Books

Casey's 'Guessed the Weather' and the Rubicon of 40

by Kelsey Thomas

About three paragraphs down the summary on the jacket of No One Could Have Guessed the Weather I was stopped by a sentence: "Sometimes what you want in your twenties isn't what you want or need in your forties."

I had literally had the book open for 45 seconds, and already it had produced a smattering of worries: Am I wishing for the wrong things? In another 20 or so years am I going to end up with everything I hope for now, but it won't be at all what I actually need?

Yet, throughout the entire novel I found myself laughing and agreeing with the truths and desires of the four female protagonists, from London transplant Lucy to trophy wife Christy. What kept me hooked to the book was not the plot that seemed almost to be interrelated short stories, but rather the witty language and the perfectly phrased gems summing up life and what it means to be a woman that Anne-Marie Casey scattered amply through the narrative like gifts.

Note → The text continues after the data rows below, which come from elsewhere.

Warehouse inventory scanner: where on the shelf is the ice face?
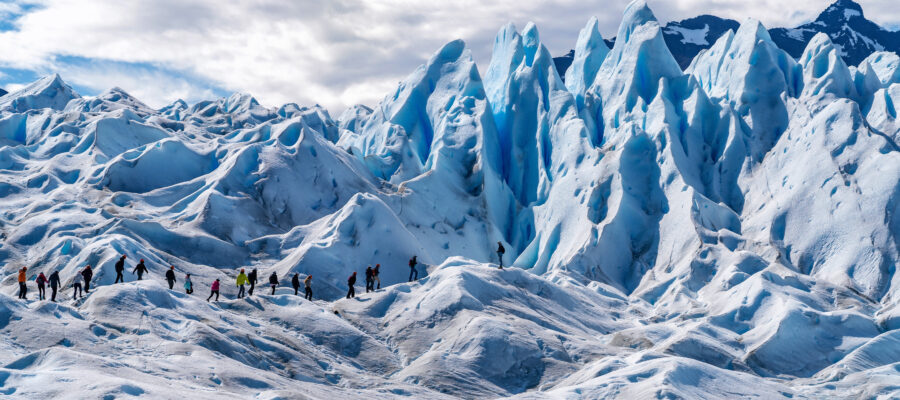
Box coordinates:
[0,1,900,399]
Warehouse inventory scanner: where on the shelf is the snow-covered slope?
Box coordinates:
[0,1,900,399]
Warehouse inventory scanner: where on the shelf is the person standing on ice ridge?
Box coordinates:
[366,265,375,293]
[50,271,59,303]
[372,264,381,289]
[409,256,419,282]
[166,265,175,290]
[72,272,84,300]
[235,268,247,299]
[81,265,94,293]
[34,272,47,300]
[347,271,356,299]
[291,273,300,296]
[247,268,259,296]
[131,258,150,280]
[303,275,312,301]
[113,254,126,284]
[18,267,28,300]
[269,272,278,296]
[206,278,219,303]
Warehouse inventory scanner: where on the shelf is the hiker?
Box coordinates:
[18,267,28,300]
[49,271,59,303]
[269,272,278,296]
[131,258,150,280]
[347,271,356,299]
[166,265,175,290]
[34,272,47,300]
[372,264,381,289]
[366,265,375,293]
[247,268,258,296]
[113,254,126,284]
[291,273,300,296]
[81,265,94,293]
[72,272,84,300]
[236,268,247,299]
[206,278,219,303]
[303,275,312,301]
[409,256,419,282]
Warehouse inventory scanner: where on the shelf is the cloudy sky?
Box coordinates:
[0,0,900,114]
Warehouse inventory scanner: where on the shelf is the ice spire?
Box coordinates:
[565,17,609,111]
[800,33,853,97]
[589,0,683,134]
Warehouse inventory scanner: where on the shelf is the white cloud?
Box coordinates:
[0,0,900,114]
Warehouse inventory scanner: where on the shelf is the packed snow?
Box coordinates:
[0,1,900,399]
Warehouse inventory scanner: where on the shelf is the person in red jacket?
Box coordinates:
[206,278,219,302]
[347,271,356,299]
[18,267,28,300]
[81,265,94,293]
[34,272,47,300]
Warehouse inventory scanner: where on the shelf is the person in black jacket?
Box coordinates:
[166,265,175,290]
[48,271,59,303]
[347,271,356,299]
[247,268,258,296]
[366,265,375,293]
[291,273,300,296]
[409,256,419,282]
[372,264,381,289]
[81,265,94,293]
[113,254,126,284]
[131,258,150,280]
[269,272,278,296]
[303,275,312,301]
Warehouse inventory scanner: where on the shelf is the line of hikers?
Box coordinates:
[18,242,506,302]
[17,254,316,303]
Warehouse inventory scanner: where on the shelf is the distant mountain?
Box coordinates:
[554,0,900,76]
[769,0,900,65]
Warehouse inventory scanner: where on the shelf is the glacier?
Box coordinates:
[0,0,900,399]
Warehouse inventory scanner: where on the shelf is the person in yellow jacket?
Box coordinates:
[237,268,249,299]
[19,267,28,300]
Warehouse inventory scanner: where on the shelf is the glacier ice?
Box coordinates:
[0,1,900,399]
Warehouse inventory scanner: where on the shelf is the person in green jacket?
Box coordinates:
[237,268,248,299]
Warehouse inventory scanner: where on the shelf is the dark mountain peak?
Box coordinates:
[666,14,740,29]
[816,0,865,23]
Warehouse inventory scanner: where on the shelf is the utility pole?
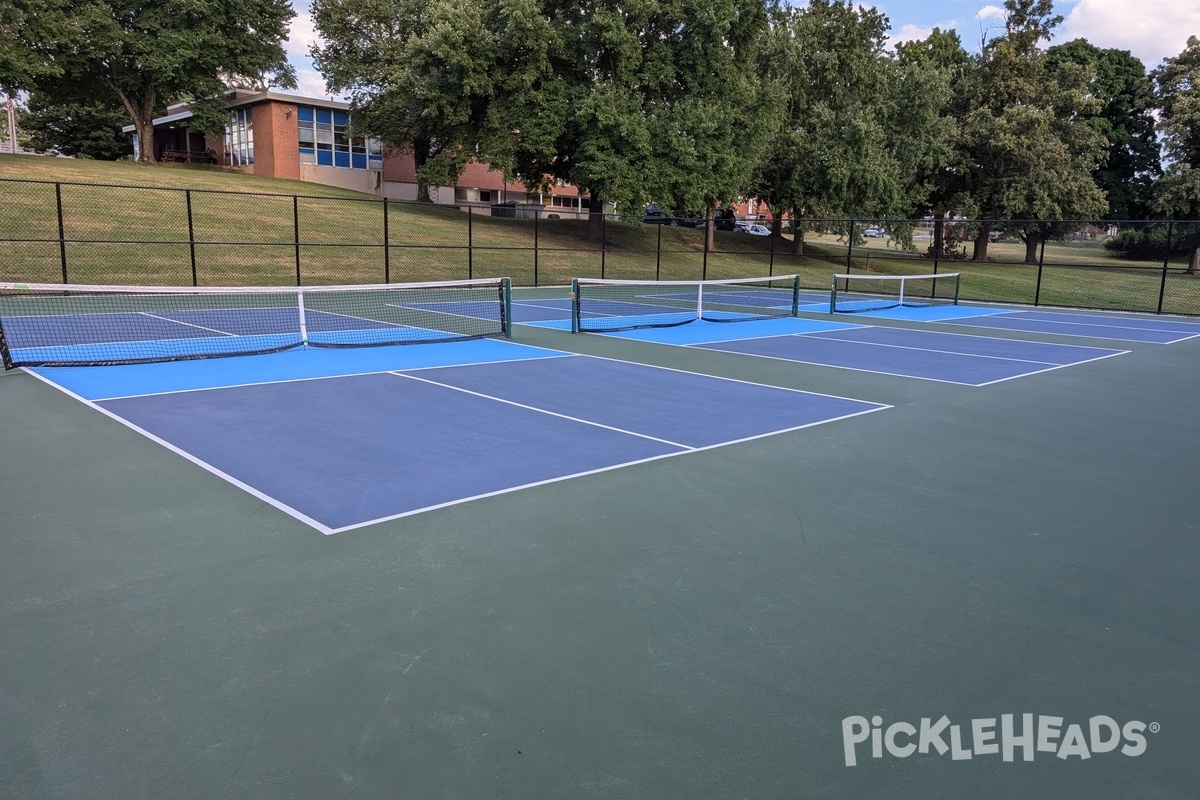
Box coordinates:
[5,95,17,156]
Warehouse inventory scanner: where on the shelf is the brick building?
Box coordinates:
[125,89,588,217]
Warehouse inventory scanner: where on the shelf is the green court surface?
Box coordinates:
[0,289,1200,800]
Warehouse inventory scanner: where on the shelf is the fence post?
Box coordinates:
[383,197,391,283]
[1157,219,1175,314]
[54,181,70,283]
[292,194,300,285]
[600,211,608,281]
[184,190,200,287]
[767,222,777,277]
[1033,239,1046,306]
[846,219,854,272]
[654,224,662,281]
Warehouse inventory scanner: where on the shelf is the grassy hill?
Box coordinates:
[0,156,801,285]
[0,156,1200,314]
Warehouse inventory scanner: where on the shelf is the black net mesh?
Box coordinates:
[575,275,799,332]
[0,279,508,369]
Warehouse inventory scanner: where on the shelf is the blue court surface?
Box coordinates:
[30,339,888,534]
[942,307,1200,344]
[549,317,1127,386]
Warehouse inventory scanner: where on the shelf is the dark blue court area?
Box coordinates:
[37,341,887,534]
[941,311,1200,344]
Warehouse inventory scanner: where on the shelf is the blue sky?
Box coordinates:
[278,0,1200,97]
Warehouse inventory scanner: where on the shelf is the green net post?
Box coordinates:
[571,278,580,333]
[500,278,512,338]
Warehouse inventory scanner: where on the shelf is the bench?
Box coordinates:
[160,150,216,164]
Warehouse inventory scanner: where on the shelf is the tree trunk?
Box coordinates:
[1025,234,1042,264]
[108,82,158,164]
[972,223,991,261]
[792,209,804,255]
[412,139,432,203]
[587,191,605,245]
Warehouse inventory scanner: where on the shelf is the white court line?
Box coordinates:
[931,311,1200,344]
[326,405,892,535]
[25,344,893,536]
[793,329,1118,367]
[25,369,337,536]
[134,311,241,342]
[391,372,695,451]
[974,350,1130,386]
[87,344,578,403]
[564,350,892,407]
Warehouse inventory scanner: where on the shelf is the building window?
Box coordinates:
[296,106,383,170]
[226,107,254,167]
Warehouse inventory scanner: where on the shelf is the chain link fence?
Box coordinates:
[0,179,1200,314]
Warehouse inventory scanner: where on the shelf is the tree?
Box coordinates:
[756,0,943,254]
[955,0,1108,264]
[311,0,497,200]
[1046,38,1162,219]
[1153,36,1200,219]
[18,92,133,161]
[0,0,295,162]
[1153,36,1200,275]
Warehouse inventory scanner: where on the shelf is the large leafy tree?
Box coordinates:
[1046,38,1162,219]
[311,0,498,200]
[1153,36,1200,219]
[955,0,1108,263]
[18,92,133,161]
[1153,36,1200,275]
[0,0,295,162]
[756,0,948,253]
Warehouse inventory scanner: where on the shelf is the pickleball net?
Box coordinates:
[0,278,511,369]
[571,275,800,333]
[829,272,961,314]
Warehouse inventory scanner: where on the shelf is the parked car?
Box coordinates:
[642,203,704,228]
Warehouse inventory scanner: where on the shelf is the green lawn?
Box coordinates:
[0,156,1200,314]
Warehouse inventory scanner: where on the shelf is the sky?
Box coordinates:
[286,0,1200,97]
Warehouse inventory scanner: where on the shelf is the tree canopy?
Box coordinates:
[0,0,295,161]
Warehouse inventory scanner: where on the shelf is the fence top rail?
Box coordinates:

The disheveled Robyn, married to an aspiring author who pretty much failed the "transition-into-adulthood" test, spent much of the novel alienating herself from the other women until she finally had an epiphany: "For so long she had wanted nothing more than to sit with the cool girls at the back of the school bus, but she realized now that she could have all along. It was not them stopping her. It was her. She had radiated a mixture of fear and disdain and had created a drama about her own rejection that they were oblivious to." This is in no way a middle-aged-woman problem and realization, but an every-woman problem. Who hasn't looked back on a missed friendship and realized they were the only ones standing in the way?

Then there is Julia who leaves her husband and kids during a nervous breakdown, but then faces enough scorn to induce another breakdown. She describes her child's meals as the "I'm never there, but I feel less guilty if you don't eat sugar" diet, which is basically how I treat my under-excersized-but-well-fed body (oops). I am sure no one under 40 has ever overcompensated for a weakness, real or supposed, right?

And dear Christy, the aforementioned trophy wife with a drifty nature. After several encounters with the doorman, including asking him to fix the fridge, she "made him a cup of tea and decided to prove to him that she was not the person he imagined her to be." I think everyone who still feels like they are searching for who they are could relate to Christy. (On that note, if there is anyone out there who has successfully finished said search, send tips.)

Lucy bookends the novel and also serves to fill our anglophile desires by calling sweatshirts "jumpers" and allowing us to occasionally read with a British accent. After a self-applied New York City makeover, Lucy felt "that her outside matched her inside and the rest of her life's dressing had been a series of costume changes that didn't quite work." (And every woman who successfully survived puberty gave a hearty "amen".) Later she adds, "sometimes when I think of all the time I've wasted, I feel so sad I don't know what to do with myself." I hear you, girlfriend. Three words: Netflix instant replay. In the concluding chapter, Lucy tries her hand at writing because, as she so aptly put it, "what was the point of reading a book and thinking 'I could do that' when the only valid response would be, 'Maybe, but you didn't, did you?'" Okay, I can't hide it anymore. Lucy is my favorite.

In the end, I found myself with a rather dog-eared novel and wondering what the big deal with the so-called "Rubicon of forty" is. After all, the women's struggles and thoughts were relatively timeless. But beyond that, I look at what they do in the spans of the novel—get married, have children, change carriers, follow passions—and it doesn't look so different from 20. Maybe instead of being scared of an arbitrary age that supposedly defines us so deeply, we need to accept that life is never as settled and as figured out as we think it will be; that 30, 40, and 50 will pass us by and we will still be figuring out some things, finding and following new passions, and faking it in the mean time. Or, maybe 80 is just the new 40.